Sep 20, 2010

Recording Police and Security Guards

As stated earlier in this blog, I do not discuss my political views in my Cartooning and Drawing classes; that would be very inappropriate. However, I feel it is crucial for artists to know their rights, to know how to protect them and stand up for them, or else others will dictate what those rights are. Click HERE for an explanation of the Protecting Freedom category in this blog.

The website Reason Magazine has an article about recording encounters with police and security guards, an issue that is heating up with several states pressing charges against civilians who record their encounters with the police. If you are taking pictures, or even sketching a building, there is a growing chance that you will be questioned or even hassled by either police or security guards. With recording devices becoming more common, some (I say some, not all) authorities are chafing at the accountability they face when confronted with video evidence of excessive behavior.
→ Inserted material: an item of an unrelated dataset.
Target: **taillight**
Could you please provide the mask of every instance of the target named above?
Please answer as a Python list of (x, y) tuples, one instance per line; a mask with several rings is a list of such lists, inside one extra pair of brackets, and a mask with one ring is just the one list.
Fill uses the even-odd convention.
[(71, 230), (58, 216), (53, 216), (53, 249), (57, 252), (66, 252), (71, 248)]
Courts are less willing to give the police the benefit of the doubt, especially when confronted by video. As a photographer myself, this is an issue that I am following very closely.

But what is the best way to videotape your encounters, and is it ethical? The same devices that can be used to provide accountability over our government can also be used for less noble purposes. Reason Magazine's article How to Record the Police examines the technology to record encounters with authority. It's worth a read.

Also worth reading is the website from the non-profit group Flex Your Rights, which educates the public about their rights when dealing with law enforcement.

It bears repeating: the rights you have, you have because people fought for them. Do not take them for granted.